I’ve spent the past ten years in this field, working as a consultant and developer primarily to the State of California. See my About for more about me. Now, with that experience to draw upon, I am hoping to make this blog a useful tool to others that might learn from my past. I’m going to make this blog a regular part of my life – posting regularly, maybe weekly. With each post I want to raise a number of questions and open up thoughtful discussions. Some of the topics I have in mind:

  • How do we balance openness and transparency with business opportunity?
  • Do we need open standards? If not now, when?
  • When it comes to openness and transparency, what is the government’s responsibility?
  • Are there technologies we need to focus on?
  • Isn’t this a Semantic Web for law? What does that mean anyway?
  • And from time to time I will share some of the questions I get each week about how to model legislation in XML. I’ll try not to get bogged down in technical minutiae.

What else? Please leave me a comment with your suggestions. Rather than just being a blog, I would like to see this grow into more of a conversation about how legal informatics can be applied to achieve a truly beneficial semantic web for law.

What could your role be in all this? Are you a government agency, a not-for-profit, a fledgling startup, a publishing company, or even a technology supplier or consultant like myself? Regardless of who you are, I am asking for your participation in this blog. Together we can shape the future of how legal information is shared around the world.

So let’s get started… My next post will start with a question I have been wrestling with lately – How can we heed the call for better open source data without hindering the for-profit motive that will foster an industry?


4 thoughts on “Welcome to my new blog on Legal Informatics

  1. François Yergeau says:

    “Imagine that all the world’s laws … or your business can easily research the laws to which you are subject.”

    Like the world’s people, the world’s laws come in a large diversity of languages. That simple fact should be worked into the equation early for anything resembling a semantic web to be feasible. I suppose this also bears on the for-profit/open source conumdrum: translation is not cheap, especially high-quality as required for much anything that touches law.

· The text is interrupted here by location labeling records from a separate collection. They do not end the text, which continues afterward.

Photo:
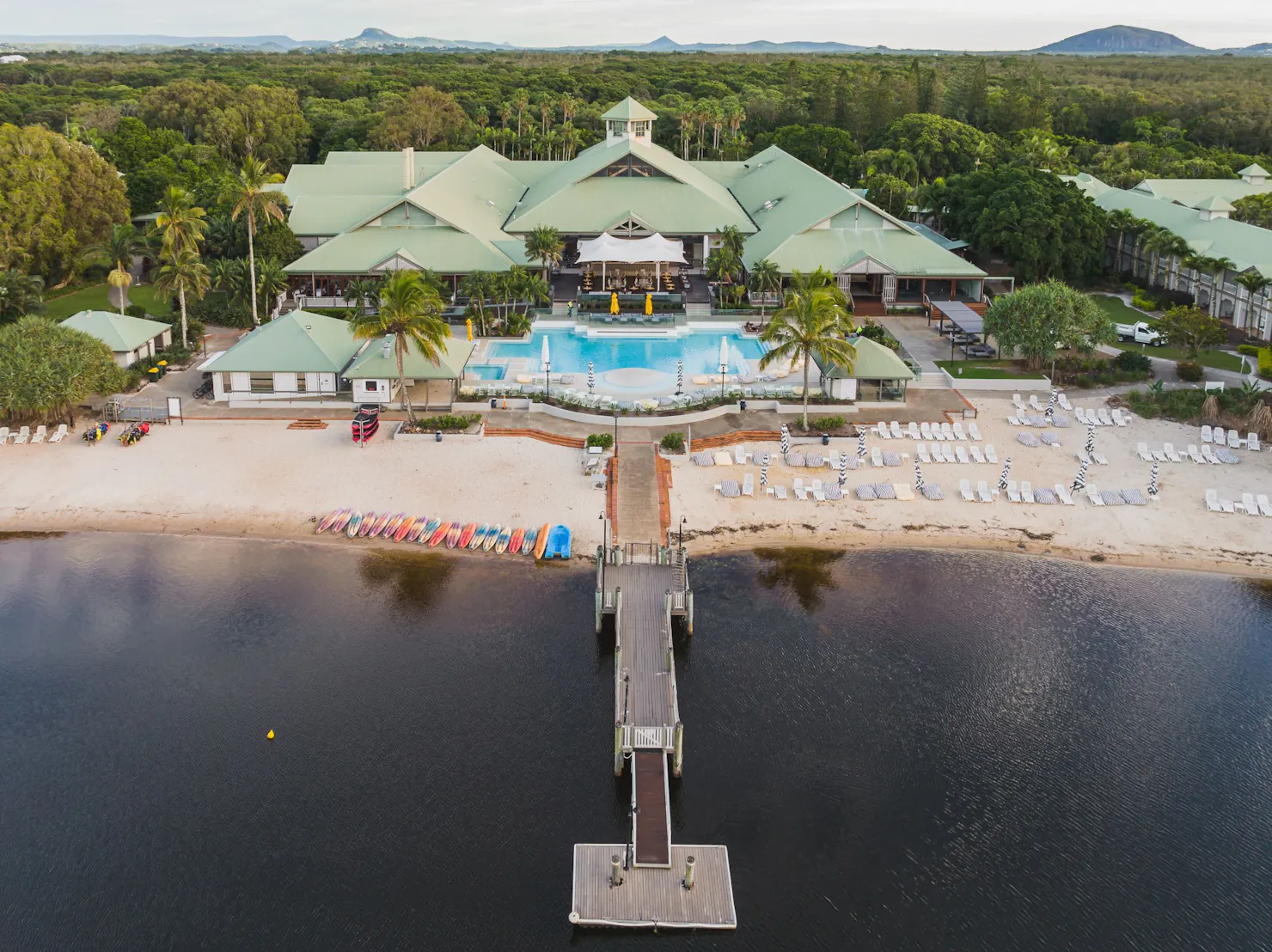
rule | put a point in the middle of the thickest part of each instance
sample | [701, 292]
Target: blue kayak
[559, 543]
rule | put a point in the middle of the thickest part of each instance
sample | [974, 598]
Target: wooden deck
[652, 896]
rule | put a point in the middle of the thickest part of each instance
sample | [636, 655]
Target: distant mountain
[1123, 40]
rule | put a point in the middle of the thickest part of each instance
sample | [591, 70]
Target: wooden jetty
[648, 881]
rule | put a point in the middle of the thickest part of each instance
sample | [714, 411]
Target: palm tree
[185, 273]
[248, 193]
[810, 323]
[411, 314]
[765, 278]
[545, 246]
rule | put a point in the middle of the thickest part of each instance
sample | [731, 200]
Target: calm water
[903, 750]
[570, 352]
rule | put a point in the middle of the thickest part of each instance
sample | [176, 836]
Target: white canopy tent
[631, 251]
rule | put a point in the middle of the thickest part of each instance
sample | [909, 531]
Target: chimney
[407, 169]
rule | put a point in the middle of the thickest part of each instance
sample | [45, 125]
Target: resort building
[310, 358]
[130, 339]
[1203, 222]
[364, 214]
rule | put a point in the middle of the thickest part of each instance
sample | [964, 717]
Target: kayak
[328, 522]
[492, 538]
[501, 544]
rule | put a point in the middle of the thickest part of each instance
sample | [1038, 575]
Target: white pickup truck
[1140, 333]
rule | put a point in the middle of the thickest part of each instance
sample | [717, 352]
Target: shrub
[1189, 370]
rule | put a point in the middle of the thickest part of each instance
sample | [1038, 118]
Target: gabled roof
[371, 363]
[119, 332]
[296, 342]
[628, 109]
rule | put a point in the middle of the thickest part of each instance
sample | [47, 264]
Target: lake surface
[902, 750]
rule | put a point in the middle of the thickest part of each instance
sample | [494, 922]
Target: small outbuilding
[130, 339]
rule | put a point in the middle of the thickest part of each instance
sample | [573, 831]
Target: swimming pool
[570, 352]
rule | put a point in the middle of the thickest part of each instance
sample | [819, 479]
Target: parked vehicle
[1140, 333]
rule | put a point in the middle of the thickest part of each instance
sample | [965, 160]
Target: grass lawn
[95, 299]
[985, 369]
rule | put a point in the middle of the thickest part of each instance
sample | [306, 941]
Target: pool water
[570, 352]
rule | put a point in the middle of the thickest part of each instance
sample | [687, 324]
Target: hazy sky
[949, 24]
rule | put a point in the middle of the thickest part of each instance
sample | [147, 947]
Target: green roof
[296, 342]
[371, 363]
[119, 332]
[628, 109]
[874, 363]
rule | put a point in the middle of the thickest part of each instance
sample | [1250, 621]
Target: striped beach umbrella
[1080, 479]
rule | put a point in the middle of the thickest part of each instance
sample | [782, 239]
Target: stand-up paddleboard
[328, 522]
[492, 538]
[501, 543]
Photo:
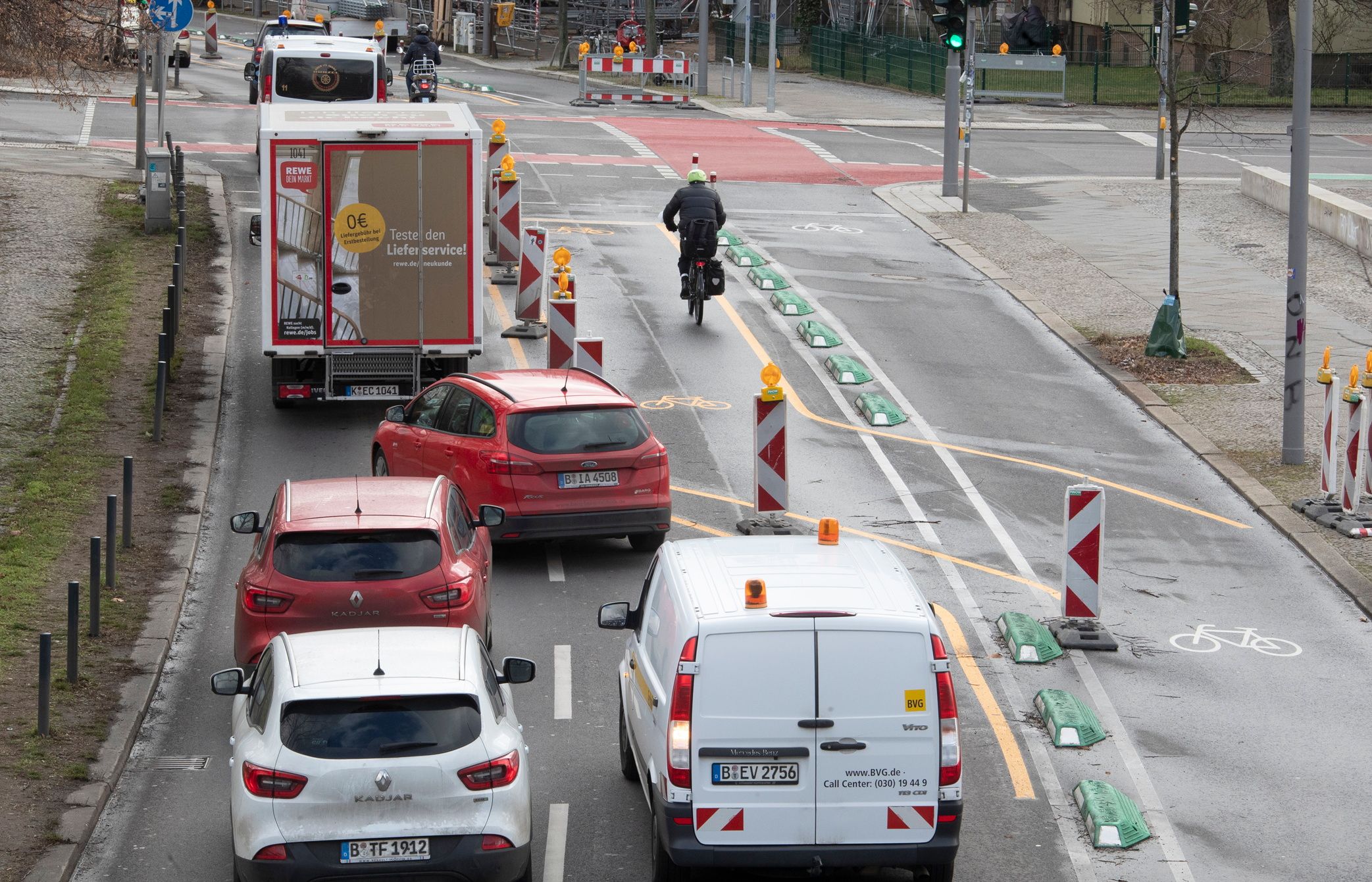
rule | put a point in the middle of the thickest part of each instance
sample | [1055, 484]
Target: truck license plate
[755, 774]
[369, 391]
[379, 851]
[567, 480]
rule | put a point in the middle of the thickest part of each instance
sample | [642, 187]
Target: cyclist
[696, 213]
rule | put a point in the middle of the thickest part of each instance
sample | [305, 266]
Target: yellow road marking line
[517, 347]
[971, 671]
[805, 412]
[977, 682]
[943, 556]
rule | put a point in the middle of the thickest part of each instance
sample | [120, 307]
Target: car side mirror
[615, 616]
[246, 522]
[228, 682]
[517, 670]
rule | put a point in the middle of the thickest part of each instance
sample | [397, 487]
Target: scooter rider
[695, 202]
[423, 47]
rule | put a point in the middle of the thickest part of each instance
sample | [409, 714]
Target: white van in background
[786, 702]
[318, 69]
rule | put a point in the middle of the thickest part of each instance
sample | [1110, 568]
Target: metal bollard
[44, 681]
[95, 586]
[111, 504]
[128, 504]
[73, 630]
[161, 401]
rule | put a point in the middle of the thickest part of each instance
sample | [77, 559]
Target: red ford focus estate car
[563, 452]
[353, 552]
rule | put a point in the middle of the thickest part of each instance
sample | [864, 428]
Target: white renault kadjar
[383, 750]
[786, 702]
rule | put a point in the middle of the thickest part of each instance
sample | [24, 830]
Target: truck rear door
[753, 766]
[877, 766]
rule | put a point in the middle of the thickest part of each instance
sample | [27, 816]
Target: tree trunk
[1283, 50]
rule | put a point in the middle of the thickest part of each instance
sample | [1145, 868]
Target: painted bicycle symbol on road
[1206, 638]
[667, 403]
[825, 228]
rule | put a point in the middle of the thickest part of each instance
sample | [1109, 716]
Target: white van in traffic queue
[788, 702]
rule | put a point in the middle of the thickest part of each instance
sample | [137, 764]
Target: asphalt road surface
[1240, 759]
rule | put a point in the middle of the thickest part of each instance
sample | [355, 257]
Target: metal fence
[1338, 80]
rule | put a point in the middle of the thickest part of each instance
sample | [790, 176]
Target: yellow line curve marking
[805, 412]
[972, 672]
[943, 556]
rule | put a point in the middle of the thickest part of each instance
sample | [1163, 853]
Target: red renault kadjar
[563, 452]
[363, 552]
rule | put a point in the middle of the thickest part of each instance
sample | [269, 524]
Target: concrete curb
[150, 650]
[1288, 523]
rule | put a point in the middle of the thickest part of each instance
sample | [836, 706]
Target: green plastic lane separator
[878, 410]
[743, 255]
[767, 279]
[846, 370]
[1029, 641]
[817, 333]
[791, 303]
[1069, 720]
[1113, 821]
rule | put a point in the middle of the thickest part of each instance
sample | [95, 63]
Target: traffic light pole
[1293, 403]
[953, 74]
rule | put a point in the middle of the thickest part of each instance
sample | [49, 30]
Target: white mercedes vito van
[786, 702]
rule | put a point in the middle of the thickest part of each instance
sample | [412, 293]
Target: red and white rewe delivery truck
[372, 265]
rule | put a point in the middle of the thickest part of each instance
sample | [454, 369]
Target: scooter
[423, 82]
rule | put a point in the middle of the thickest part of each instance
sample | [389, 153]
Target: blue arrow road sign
[170, 15]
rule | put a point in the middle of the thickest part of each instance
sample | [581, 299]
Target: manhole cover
[174, 763]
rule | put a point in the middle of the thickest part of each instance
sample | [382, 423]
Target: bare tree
[59, 45]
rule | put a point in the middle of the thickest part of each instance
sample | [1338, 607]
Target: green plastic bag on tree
[1167, 339]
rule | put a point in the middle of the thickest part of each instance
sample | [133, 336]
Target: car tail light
[495, 774]
[503, 464]
[950, 744]
[272, 783]
[446, 596]
[265, 601]
[652, 458]
[678, 726]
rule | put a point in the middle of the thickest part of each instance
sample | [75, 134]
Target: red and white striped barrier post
[589, 355]
[533, 276]
[1083, 523]
[1352, 486]
[561, 330]
[507, 226]
[212, 32]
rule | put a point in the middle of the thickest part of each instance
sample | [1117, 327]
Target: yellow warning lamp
[771, 383]
[1326, 375]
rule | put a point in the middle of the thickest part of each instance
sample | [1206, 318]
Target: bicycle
[1249, 638]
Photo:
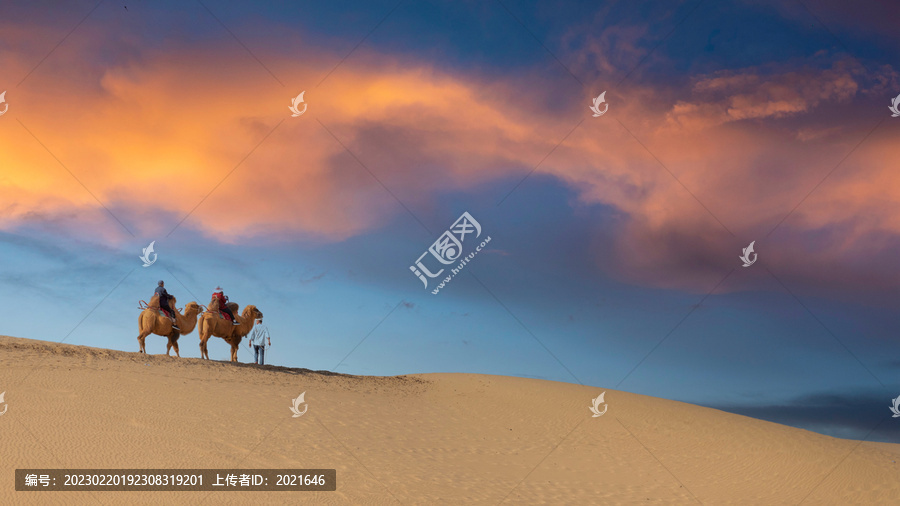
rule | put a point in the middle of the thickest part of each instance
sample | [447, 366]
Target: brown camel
[212, 324]
[151, 322]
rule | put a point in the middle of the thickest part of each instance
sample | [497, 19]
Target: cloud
[851, 414]
[186, 133]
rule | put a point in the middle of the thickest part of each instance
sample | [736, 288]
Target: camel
[212, 324]
[151, 322]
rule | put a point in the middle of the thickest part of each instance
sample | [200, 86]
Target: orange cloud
[151, 140]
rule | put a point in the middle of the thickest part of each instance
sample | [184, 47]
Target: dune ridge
[441, 438]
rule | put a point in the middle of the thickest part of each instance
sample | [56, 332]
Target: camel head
[192, 308]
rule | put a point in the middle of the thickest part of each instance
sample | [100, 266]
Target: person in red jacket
[223, 304]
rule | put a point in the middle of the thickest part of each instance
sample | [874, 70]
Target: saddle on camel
[220, 306]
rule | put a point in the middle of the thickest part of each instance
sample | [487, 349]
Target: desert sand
[415, 439]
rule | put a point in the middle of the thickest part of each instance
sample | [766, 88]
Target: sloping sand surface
[417, 439]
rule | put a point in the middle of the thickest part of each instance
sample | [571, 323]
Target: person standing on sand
[258, 342]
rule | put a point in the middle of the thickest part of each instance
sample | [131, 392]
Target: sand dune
[417, 439]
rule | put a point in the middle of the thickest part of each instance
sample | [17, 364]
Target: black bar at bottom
[186, 480]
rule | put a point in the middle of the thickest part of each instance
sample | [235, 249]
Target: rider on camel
[223, 304]
[164, 299]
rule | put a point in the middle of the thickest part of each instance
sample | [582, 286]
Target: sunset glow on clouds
[150, 137]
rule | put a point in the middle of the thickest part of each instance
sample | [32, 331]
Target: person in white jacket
[259, 342]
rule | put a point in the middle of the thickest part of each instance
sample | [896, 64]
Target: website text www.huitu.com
[456, 270]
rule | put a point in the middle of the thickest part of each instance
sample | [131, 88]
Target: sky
[613, 258]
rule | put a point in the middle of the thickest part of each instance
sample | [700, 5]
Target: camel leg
[141, 338]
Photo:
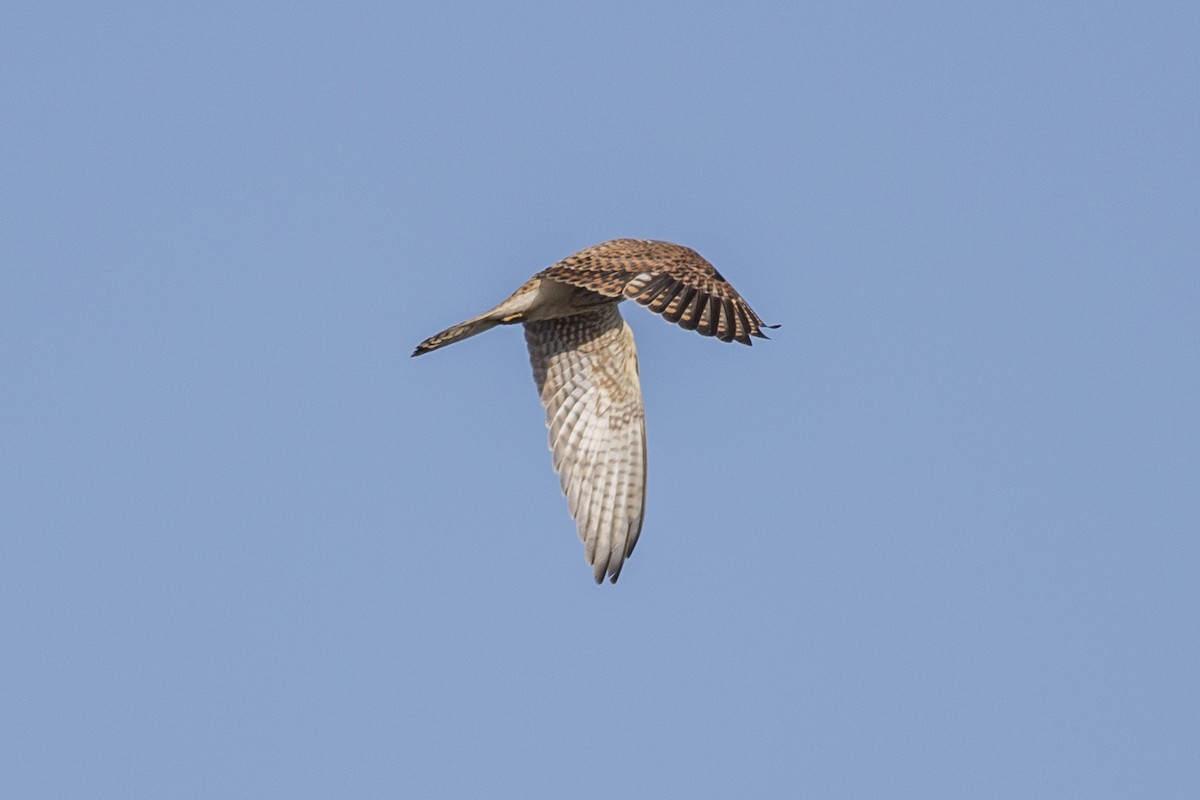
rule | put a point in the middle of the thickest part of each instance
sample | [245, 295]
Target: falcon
[586, 368]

  2. Pingback: New Blog on Legal Informatics: Grant Vergottini: Applying Legal Informatics Technologies « Legal Informatics Blog

  3. This is great to see. I’ve been chipping away at the same issues from the user side for the past three years, as a volunteer developer to the Zotero project. I recently pulled the bits and pieces of the work together here:

    In this work (personal reference management and authoring), standardized (or at least normalized) metadata is a starting point, not an end point: some solution (even if provisional) needs to be in place before a working system can be built. Happily, Zotero offers some nice facilities for accomplishing this, even in the short run. The Zotero site “translation” infrastructure provides tools for remapping the metadata provide by a site (via screen scraping if necessary) to standard item fields. The standard field data can then be used to produce human-readable citations, or metadata in other exchange formats.

    Into the bargain, the multilingual variant of the Zotero client, also available via the CitationStylist site linked above, provides means of coping with cross-language reference management and citation formatting.

    I recently set up a forum on the CitationStylist site for discussion of technical issues related to legal styles cast in the Citation Style Language (CSL) used by the citation formatter embedded in Zotero. The forum discussions will center on that specific implementation, but participation by a broader circle of people involved in legal information systems would be very welcome and most helpful.